Chapter 7: “Evaluation Electronics of the Inductive Sensors” is an evolutive “guidance in the world of inductive sensors”. It opens the topic giving a large covering generic functional diagram of the Inductive Sensor’s Evaluation Electronics and goes through this world step-by-step, from discrete implementations up to system-on-chip architecture.
Apart from the possibility to immediately get on overview of the representative electronic implementations in inductive sensors, the buyer may be supported by taking the decision of the realization level and version to be chosen and designed.
The book has plenty of information regarding the use of Standard Integrated Circuits (ICs) and Application Specific Integrated Circuits (ASICs) for inductive sensors. This feature refers to the description of the suitable integration processes: Bipolar and/or Metal-Oxide Semiconductor MOS (Section 7.3), as well as presentations of integrated circuits – schematics but also layouts, sizes, etc. – for all stages belonging to inductive sensors (Chapters 7 to 14).
Most definitely, the buyer enters in possession of a unique information source about a combined technical domain, namely particular ASIC business (definition, specification, design rules, prototyping, tests and release for serial production, etc.) unified with the engineering of inductive sensors.

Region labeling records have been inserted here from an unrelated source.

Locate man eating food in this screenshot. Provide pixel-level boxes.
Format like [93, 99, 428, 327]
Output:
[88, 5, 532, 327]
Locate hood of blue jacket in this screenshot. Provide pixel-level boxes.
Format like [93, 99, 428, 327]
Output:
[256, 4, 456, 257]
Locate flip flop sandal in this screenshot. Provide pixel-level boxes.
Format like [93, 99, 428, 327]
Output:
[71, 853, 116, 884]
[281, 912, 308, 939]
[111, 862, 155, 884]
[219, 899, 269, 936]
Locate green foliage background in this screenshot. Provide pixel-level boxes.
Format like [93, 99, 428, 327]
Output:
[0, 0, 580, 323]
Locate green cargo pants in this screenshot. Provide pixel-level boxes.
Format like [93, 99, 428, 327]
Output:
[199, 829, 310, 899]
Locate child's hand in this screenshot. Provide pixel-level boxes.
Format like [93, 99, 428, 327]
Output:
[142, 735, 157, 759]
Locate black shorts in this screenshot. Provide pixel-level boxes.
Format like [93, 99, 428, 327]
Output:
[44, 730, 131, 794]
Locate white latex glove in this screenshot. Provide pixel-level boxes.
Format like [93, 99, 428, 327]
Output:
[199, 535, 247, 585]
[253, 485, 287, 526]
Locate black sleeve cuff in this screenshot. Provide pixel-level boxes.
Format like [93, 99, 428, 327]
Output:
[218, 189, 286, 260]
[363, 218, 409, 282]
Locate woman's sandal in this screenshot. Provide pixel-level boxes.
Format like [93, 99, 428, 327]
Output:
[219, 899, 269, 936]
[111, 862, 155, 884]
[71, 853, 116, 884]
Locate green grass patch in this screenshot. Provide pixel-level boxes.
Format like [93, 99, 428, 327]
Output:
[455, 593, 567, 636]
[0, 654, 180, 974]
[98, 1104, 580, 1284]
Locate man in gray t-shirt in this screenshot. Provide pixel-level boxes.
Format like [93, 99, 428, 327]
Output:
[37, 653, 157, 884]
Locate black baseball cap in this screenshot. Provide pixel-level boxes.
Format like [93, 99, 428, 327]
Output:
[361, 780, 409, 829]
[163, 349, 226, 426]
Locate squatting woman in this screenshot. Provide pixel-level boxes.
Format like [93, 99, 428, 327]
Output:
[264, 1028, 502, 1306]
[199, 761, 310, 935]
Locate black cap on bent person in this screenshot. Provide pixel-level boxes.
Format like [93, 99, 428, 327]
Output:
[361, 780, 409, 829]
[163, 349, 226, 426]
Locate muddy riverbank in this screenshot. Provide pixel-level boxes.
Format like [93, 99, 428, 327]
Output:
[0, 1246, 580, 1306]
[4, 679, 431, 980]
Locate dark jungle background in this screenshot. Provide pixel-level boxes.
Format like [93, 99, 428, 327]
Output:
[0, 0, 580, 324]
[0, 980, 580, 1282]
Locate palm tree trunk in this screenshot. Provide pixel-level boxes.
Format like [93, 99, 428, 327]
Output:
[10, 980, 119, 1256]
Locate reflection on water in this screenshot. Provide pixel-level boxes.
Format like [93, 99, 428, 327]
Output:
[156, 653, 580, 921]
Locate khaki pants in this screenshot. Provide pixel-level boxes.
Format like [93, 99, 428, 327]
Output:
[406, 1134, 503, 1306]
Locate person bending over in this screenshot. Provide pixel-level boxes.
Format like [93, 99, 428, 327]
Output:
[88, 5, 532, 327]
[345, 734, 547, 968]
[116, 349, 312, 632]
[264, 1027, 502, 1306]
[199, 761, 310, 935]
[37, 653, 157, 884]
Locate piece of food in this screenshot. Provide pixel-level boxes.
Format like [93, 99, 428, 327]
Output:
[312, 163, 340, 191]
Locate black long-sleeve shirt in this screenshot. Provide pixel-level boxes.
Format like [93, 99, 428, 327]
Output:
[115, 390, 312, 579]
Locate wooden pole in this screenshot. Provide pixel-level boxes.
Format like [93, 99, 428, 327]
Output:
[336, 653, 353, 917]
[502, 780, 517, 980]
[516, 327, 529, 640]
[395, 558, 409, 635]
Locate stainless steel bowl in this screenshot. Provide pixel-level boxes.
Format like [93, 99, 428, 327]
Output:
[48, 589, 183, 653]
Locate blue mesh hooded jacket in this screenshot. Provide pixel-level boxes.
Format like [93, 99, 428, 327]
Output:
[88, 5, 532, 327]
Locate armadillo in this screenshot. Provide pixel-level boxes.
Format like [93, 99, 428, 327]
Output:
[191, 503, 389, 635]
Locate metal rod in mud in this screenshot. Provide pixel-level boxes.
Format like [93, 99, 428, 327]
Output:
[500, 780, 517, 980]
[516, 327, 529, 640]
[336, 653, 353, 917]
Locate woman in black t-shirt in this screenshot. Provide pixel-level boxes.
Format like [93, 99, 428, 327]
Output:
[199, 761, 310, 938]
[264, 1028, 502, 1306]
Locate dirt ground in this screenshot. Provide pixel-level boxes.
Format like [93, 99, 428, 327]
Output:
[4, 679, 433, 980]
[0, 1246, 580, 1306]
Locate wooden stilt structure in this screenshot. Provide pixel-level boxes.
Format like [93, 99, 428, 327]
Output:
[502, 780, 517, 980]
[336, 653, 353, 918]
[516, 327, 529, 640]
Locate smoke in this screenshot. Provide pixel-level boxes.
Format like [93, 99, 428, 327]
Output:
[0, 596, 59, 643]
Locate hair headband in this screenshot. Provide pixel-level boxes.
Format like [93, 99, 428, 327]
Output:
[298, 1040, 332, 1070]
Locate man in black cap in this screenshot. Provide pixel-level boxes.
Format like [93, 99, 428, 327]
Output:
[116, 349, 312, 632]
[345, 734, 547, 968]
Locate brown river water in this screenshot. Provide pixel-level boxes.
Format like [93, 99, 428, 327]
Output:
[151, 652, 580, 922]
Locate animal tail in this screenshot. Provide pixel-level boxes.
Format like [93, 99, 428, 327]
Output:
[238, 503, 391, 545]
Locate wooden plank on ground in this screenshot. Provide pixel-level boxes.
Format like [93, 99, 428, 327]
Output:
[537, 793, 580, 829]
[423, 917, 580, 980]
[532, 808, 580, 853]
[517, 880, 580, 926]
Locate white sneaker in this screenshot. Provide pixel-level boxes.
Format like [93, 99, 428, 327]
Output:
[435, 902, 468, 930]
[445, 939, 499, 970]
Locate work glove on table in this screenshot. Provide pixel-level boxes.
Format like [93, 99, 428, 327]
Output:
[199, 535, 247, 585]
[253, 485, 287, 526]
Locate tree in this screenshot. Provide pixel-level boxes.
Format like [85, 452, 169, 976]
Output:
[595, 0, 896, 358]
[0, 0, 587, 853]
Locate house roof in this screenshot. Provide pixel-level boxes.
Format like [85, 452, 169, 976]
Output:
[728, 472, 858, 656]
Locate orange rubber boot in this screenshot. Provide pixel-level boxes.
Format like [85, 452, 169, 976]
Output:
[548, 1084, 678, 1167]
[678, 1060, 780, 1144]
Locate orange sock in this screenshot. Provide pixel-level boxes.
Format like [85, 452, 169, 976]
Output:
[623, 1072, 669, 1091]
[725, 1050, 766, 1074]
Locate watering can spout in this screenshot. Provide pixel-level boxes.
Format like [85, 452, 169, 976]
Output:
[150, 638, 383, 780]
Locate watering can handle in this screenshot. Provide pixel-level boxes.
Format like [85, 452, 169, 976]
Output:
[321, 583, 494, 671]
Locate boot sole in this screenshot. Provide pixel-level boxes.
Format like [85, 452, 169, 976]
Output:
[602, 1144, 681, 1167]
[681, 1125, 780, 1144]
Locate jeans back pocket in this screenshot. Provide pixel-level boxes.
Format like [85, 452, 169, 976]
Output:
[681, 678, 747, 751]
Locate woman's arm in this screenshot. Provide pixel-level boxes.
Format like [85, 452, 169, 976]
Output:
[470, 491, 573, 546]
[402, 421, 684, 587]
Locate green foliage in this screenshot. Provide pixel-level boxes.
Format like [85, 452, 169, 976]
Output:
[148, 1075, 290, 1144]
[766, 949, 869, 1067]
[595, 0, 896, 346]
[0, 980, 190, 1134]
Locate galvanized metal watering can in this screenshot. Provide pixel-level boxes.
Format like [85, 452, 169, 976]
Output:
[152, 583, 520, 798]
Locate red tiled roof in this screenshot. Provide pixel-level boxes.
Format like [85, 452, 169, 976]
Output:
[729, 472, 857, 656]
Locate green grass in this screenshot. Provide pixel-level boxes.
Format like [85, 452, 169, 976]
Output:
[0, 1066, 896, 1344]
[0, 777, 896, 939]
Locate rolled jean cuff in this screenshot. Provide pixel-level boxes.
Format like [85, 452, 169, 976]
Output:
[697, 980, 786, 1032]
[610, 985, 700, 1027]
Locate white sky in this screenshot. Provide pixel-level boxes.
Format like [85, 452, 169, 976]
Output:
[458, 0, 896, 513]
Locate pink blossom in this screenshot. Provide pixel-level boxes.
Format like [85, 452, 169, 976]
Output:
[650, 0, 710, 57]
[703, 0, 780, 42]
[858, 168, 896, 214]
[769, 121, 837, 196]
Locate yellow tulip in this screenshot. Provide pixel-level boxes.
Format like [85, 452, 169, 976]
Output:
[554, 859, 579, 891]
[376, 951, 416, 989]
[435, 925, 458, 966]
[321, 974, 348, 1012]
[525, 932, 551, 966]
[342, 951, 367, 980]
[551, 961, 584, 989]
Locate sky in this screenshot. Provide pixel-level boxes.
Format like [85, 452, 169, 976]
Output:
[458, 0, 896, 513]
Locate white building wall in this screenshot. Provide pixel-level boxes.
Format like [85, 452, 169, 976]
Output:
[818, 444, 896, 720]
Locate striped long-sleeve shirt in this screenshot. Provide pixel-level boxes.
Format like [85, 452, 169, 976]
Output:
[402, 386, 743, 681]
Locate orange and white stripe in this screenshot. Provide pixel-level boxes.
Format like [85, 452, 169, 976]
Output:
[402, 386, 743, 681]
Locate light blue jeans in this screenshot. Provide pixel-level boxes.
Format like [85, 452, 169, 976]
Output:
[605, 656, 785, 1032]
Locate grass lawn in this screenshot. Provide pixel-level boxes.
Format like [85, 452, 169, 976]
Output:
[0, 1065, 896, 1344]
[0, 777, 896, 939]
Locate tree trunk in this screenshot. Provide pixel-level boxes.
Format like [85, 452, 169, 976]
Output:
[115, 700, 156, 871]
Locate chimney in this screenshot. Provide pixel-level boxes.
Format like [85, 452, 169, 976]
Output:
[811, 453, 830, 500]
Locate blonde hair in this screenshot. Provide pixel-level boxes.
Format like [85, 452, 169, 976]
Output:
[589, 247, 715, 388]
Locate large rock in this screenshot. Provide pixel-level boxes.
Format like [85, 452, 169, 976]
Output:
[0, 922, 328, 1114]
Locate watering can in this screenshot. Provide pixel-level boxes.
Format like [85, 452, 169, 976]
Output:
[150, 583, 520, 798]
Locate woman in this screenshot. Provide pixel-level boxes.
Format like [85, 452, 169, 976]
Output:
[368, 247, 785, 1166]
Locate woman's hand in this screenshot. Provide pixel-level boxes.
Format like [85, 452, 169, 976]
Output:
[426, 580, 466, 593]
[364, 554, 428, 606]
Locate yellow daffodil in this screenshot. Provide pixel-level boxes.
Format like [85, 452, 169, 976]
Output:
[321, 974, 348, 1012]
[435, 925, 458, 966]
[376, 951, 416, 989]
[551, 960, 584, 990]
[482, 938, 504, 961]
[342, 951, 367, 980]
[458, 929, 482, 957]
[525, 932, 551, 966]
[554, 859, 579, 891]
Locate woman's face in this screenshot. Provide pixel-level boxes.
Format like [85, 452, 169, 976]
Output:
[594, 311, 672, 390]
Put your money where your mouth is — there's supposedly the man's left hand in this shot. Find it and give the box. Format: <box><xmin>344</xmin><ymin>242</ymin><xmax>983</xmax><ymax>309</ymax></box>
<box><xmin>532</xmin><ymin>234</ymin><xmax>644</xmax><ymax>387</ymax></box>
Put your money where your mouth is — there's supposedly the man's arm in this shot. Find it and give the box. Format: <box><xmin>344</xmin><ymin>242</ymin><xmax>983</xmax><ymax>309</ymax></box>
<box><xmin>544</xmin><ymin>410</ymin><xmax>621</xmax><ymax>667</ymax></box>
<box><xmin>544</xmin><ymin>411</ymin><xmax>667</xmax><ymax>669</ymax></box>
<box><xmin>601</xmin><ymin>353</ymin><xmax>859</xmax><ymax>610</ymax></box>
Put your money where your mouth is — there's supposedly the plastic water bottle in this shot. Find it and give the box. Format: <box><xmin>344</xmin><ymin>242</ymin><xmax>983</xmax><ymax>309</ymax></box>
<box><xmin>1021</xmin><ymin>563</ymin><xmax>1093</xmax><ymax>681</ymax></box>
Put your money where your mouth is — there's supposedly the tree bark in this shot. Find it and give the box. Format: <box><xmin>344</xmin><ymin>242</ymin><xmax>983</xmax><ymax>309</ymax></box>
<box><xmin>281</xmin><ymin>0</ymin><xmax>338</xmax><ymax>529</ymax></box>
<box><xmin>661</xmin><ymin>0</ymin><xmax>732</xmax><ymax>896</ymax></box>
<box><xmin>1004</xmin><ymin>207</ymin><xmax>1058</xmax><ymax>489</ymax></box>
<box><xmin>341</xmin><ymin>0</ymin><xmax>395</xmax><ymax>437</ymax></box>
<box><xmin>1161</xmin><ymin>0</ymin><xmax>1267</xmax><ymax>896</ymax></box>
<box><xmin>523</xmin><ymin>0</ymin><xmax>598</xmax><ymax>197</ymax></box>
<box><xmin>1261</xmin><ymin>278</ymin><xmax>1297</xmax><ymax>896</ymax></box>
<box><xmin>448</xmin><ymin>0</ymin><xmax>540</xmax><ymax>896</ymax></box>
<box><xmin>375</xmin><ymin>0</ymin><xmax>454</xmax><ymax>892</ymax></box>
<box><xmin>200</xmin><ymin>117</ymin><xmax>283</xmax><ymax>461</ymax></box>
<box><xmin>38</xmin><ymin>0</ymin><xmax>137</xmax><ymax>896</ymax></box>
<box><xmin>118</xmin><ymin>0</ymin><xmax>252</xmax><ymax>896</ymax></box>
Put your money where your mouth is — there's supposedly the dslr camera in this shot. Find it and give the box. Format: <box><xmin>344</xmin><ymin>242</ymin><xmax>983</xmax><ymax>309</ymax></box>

These 360 degrees Veda-view and knowledge is provided by a professional expert on the subject of design and manufacturing of electronic sensors for industrial applications and of ASICs for these applications.
Please name the audiences at which this book is aimed. How will this audience use your book?
Professionals – engineers and technicians – acting in the field of inductive sensors. Inductive Sensor is one of the top-ten sold sensors worldwide. Its market is estimated at 1.10 billion USD by 2018, which represents above 20 % from the entire market of position and displacement sensors. How will this audience use your book?
• As a basic volume for the study of the inductive sensor fundamentals;
• As a design manual for inductive sensing elements and for the evaluation electronics of these sensors;
• As a design manual for particular ASICs used in inductive sensors;
• As a reference manual for components and materials used in inductive sensors.
Students with a major in electronics
How will this audience use your book?
• To get general knowledge in electronic engineering (e.g. Chapter 9);
• To be informed about radical innovation milestones beginning with the sixties in the field of integrated circuits (e.g. the famous timer circuit “555”, see Section 8.5.3).